Depuis plusieurs années, un conflit oppose le Conseil national des barreaux (CNB) et la société Demander Justice. L’affaire a rebondi le 29 janvier avec une décision du juge de l’exécution de Paris enjoignant à la legaltech de s’acquitter de l’astreinte à laquelle elle a été condamnée. Didier Adjedj a suivi ce dossier de près lorsqu’il présidait la commission Exercice du droit du CNB. Il nous livre son analyse de la décision.
Par un jugement du 29 Janvier 2020, le juge de l’exécution de Paris vient de rappeler à l’ordre la société Demander Justice. Celle-ci a pour objet de proposer aux internautes la saisine de juridictions en ligne, en leur laissant miroiter des taux de réussite meilleurs qu’avec un avocat, et à un prix dérisoire.
Un magistrat stylisé aux couleurs bleu, blanc, rouge
Le 6 novembre 2018, la Cour d’Appel de Paris, saisie par le Conseil National des Barreaux, a débouté ce-dernier de ses demandes tendant à voir juger que la prestation fournie relevait de l’assistance et de la représentation en justice. Il a, en revanche, relevé que Demander Justice affichait sur son site un taux de succès fallacieux et utilisait un logo (magistrat stylisé aux couleurs bleu, blanc, rouge), entretenant une confusion avec les sites officiels.
La Cour a donc enjoint à la société Demander Justice, sous astreinte, de faire disparaitre de son site les mentions relatives au taux de réussite, sauf à indiquer précisément les modalités de calcul, et lui a fait interdiction d’utiliser ensemble les trois couleurs du drapeau français.
Forte de ses précédents succès, la société Demander Justice a pensé pouvoir se dispenser d’exécuter cette décision, oubliant qu’il s’agissait en l’espèce d’éviter tout risque de confusion avec un site officiel (en l’occurrence celui d’un Tribunal) et d’informer loyalement l’internaute des chances de succès, sans appliquer des chiffres fantaisistes, autant d’éléments que les juridictions contrôlent de très près.
Bleu, gris très pâle, rouge…
S’agissant des trois couleurs, le Juge de l’Exécution, dans sa décision du 29 Janvier 2020, relève que le site demanderjustice.com comporte toujours une petite figurine portant un chapeau de juge et dont l’habit se décompose en trois couleurs : bleu, gris très pâle, rouge.
La société Demander Justice a tenté de soutenir, contre l’évidence, que le fait que le blanc se soit transformé en gris clair, avait supprimé le risque de confusion.
Bien sûr, le Juge ne s’est pas laissé tromper et d’ailleurs c’est le seul domaine où le Conseil National des Barreaux avait réussi à réunir plusieurs témoignages montrant que les justiciables pensaient être sur le site d’une juridiction, en l’occurrence la plupart du temps sur le site d’un Conseil des Prud’hommes.
En ce qui concerne le taux de réussite, un constat du 5 août 2019 relevait qu’en cliquant sur la mention «82 % des plaignants ont obtenu gain de cause depuis 2012 » l’internaute accède à une étude marketing, réalisée en 2014 sur la base de questionnaires adressés à 15.000 clients dont 1.516 ont apporté une réponse (on relèvera que c’est donc 80 % sur 1.516 personnes seulement !).
Mais en fait le juge va noter qu’il était très compliqué d’accéder à l’étude et que celle-ci était cachée.
En conséquence, il va considérer, à juste titre, que la Société Demander Justice n’avait pas exécuté la décision et liquider l’astreinte à un montant de 500.000 €, tout en rappelant que cette dernière continue à courir.
« Les legaltech n’échappent pas à la loi »
Il n’est pas du tout sûr que la Société Demander Justice puisse régler cette somme, tant le domaine du droit n’est pas l’eldorado que d’aucuns pensaient trouver.

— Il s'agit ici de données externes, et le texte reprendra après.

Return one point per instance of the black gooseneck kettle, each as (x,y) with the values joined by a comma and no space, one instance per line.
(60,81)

Au demeurant, il est très compliqué d’automatiser totalement la prestation, les acteurs du numérique se heurtant à un mur infranchissable : la compétence limitée du client nécessite en effet la plupart du temps une présence humaine.
En tout cas il s’agit d’un sévère rappel à l’ordre du fait que, comme le disait la Présidente du Conseil National des Barreaux, Christiane Féral-Schuhl, « les legaltechs n’échappent pas à la loi ».
Jusque-là les legaltechs, la plupart du temps des start-up, enfants gâtés du Président Macron, ne subissaient que très peu de contrôles et étaient très rarement poursuivies.
Il n’est d’ailleurs pas inutile de relever dans la 3ème édition du Baromètre, réalisée par l’Actualité du Droit, et lisible sur « Le Monde du Droit » du 23 Janvier 2020, que les legaltechs interrogées en 2019 sur ce qui pourrait expliquer les freins à leur développement, mettent en avant tout d’abord et avant tout « le périmètre des professions réglementées (le conseil juridique et leur déontologie) ».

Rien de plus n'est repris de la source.